( Courtesy G&R Farms )

Peru plays more than just a supporting role in the U.S. sweet onion market, growers and shippers say.

Some point out that Peru’s season lasts longer than that of any other region.

“It’s a very critical role because it’s the only flat sweet onion available after Vidalia,” said Delbert Bland, president of Glennville, Ga.-based Vidalia grower-shipper Bland Farms LLC

The “flat” point is key, Bland noted.

“All the Midwestern sweet onions are more a globe-type; people prefer the Peru onion over the domestic,” he said. “The Peru is most like a Vidalia as you can get. We do all our growing there.” 

Mike Blume, sales and marketing director for Greencastle, Pa.-based Keystone Fruit Marketing Co., agreed.

“There’s sweet onions grown in the United States on the West Coast, but a lot of retailers and consumers prefer the flat sweet onions out of Peru,” he said. “And being a six- to seven-month season, 50 percent of the time, the onions are coming out of Peru.”

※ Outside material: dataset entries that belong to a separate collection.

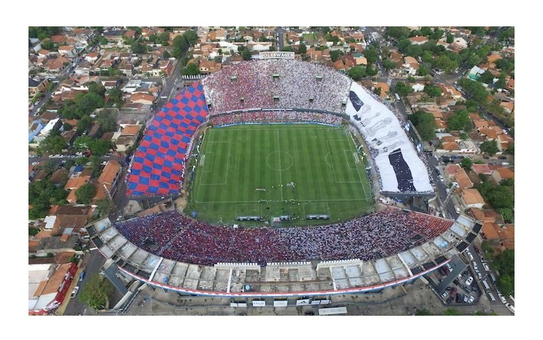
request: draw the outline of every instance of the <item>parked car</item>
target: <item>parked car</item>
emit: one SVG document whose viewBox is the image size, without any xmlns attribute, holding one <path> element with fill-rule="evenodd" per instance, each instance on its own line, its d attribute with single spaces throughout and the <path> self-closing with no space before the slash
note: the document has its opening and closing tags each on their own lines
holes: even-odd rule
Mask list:
<svg viewBox="0 0 543 340">
<path fill-rule="evenodd" d="M 466 280 L 466 286 L 469 286 L 469 284 L 471 284 L 471 282 L 474 282 L 474 278 L 472 276 L 470 276 Z"/>
<path fill-rule="evenodd" d="M 469 299 L 467 300 L 467 303 L 473 303 L 474 300 L 475 298 L 474 296 L 470 296 Z"/>
</svg>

Peru’s onion deal plays a particularly important role on the U.S. East Coast, said John Williams, sales director with Lyons, Ga.-based Vidalia onion grower-shipper L.G. Herndon Jr. Farms Inc.

“That’s the time of year any time a sweet onion is coming out of the West Coast -- Nevada or California, but on the East Coast, it’s hard to compete with the Peru onions,” Williams said. 

Peru’s deal generally lasts six to seven months – from late August to, sometimes, early March, so it has become a major participant in the U.S. sweet onion market, Williams said.

“It used to be Chilean sweet onions would come in February and March, but there’s no more Chilean sweet onions coming into the U.S., as far as I can see,” he said. “It’s just changed only in the last seven or eight years.”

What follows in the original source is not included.